Drummond, who switched to jersey No. 30, gave up nine hits and four runs, though only two were earned, in five plus innings to take the loss.

 The UC Irvine men’s basketball team wraps up the regular season Saturday at Cal State Fullerton. The Anteaters (11-18, 7-8) have locked up one of eight berths in the Big West tournament, March 11-14 at the Anaheim Convention Center.

 The No. 2-ranked Vanguard women’s basketball team, which clinched the Golden State Athletic Conference regular-season title with an 86-79 win over No. 17-ranked Westmont Saturday, will open the GSAC Tournament Wednesday as the top seed in the eight-team event.

No. 8-ranked Point Loma Nazarene which won the regular-season and tournament titles last season, only to see Vanguard have the last laugh by winning the NAIA Division I national title, was the only team to defeat Vanguard in conference play this season.

Vanguard (26-3, 19-1 in conference) will host any tournament game in which it plays. The semifinals are Friday and the final is Monday.

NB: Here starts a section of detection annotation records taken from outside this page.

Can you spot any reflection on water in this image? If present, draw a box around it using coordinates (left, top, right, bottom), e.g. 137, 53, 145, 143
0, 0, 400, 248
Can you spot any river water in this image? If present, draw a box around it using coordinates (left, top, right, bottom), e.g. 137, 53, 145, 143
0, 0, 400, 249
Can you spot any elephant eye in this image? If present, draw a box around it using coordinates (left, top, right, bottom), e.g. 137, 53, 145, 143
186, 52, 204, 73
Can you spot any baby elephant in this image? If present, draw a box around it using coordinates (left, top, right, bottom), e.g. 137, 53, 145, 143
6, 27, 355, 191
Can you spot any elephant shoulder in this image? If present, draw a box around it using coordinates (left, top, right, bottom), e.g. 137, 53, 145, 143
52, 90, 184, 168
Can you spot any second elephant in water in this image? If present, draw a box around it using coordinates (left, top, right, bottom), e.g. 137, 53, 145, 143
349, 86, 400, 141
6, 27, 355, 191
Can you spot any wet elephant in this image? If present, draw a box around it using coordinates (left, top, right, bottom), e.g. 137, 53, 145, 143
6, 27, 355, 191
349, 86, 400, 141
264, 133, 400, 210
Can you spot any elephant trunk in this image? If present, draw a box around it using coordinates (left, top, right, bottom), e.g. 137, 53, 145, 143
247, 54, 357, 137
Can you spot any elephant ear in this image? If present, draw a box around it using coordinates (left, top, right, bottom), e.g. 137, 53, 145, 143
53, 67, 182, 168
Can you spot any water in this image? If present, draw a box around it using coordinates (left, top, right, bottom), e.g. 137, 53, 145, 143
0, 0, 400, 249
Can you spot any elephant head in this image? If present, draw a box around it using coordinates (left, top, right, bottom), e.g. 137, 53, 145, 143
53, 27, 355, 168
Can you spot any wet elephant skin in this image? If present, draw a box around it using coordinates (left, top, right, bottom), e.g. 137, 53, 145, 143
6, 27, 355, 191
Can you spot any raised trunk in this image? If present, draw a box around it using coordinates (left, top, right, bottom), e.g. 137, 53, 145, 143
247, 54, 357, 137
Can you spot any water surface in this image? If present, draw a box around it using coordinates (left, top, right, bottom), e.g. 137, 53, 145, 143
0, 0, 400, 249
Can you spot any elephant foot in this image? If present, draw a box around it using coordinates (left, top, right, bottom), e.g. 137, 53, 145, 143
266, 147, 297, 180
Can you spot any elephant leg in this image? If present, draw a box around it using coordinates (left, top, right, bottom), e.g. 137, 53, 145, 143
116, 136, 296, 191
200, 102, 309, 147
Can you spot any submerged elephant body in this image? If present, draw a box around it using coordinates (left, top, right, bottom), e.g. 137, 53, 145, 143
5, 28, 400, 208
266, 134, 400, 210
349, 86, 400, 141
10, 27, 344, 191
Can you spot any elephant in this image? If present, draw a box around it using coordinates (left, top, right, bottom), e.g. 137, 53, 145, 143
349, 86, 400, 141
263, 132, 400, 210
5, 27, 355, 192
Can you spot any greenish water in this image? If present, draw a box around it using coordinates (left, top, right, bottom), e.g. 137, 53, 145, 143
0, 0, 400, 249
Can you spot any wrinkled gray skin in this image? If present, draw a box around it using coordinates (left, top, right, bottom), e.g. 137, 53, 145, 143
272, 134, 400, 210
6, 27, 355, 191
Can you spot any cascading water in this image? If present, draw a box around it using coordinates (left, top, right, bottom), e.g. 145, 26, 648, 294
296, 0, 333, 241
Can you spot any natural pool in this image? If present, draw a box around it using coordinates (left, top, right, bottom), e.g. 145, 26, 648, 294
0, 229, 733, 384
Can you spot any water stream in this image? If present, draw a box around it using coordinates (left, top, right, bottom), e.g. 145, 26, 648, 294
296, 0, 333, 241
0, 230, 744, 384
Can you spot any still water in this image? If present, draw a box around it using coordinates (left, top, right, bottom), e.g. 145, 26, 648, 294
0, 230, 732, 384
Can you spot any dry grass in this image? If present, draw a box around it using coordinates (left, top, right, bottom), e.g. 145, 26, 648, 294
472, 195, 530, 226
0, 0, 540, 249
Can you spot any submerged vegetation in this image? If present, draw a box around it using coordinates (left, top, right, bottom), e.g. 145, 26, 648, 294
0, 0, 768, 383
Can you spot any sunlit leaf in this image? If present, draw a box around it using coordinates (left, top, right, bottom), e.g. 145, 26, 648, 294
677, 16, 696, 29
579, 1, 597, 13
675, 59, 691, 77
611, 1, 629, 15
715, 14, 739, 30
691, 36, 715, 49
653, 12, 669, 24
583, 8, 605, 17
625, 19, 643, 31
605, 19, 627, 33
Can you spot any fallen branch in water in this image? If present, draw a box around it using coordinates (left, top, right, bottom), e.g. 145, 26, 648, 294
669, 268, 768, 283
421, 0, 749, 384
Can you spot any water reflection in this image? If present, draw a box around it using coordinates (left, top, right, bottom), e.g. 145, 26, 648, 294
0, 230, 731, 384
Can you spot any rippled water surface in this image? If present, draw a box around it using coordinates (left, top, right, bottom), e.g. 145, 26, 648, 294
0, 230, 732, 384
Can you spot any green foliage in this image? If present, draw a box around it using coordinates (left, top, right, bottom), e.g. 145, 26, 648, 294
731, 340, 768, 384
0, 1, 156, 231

 UC Irvine’s men’s varsity eight crew won the featured race Saturday at the Parker Cup in Marina Del Rey, defeating runner-up Loyola Marymount (by nearly three seconds) and San Diego State with a time of six minutes, 10.1 seconds over 2,000 meters.

 The UC Irvine baseball team, ranked No. 5 by Baseball America, takes a 5-2 record into tonight’s home opener against Loyola Marymount at 6 p.m.

First-year LMU Coach Jason Gill should feel at home, since he was a UCI assistant under John Savage.

If you want to see Coach Mike Gillespie’s Anteaters, tonight might be a good time. Other than an exhibition against a Japanese team on March 11, they do not play again at home until March 13, when they open a three-game nonconference series against Tulane.

 The UCI offense, heralded before the season as perhaps the best since the school revived the program in 2002, is hitting just .258 thus far.

At least as surprising has been the torrid start of freshman DJ Crumlich, who is hitting a team-best .455 in 11 at-bats.

Sophomore designated hitter Ryan Fisher is doing his share, hitting .409 with seven RBIs, second only to junior catcher Francis Larson (nine).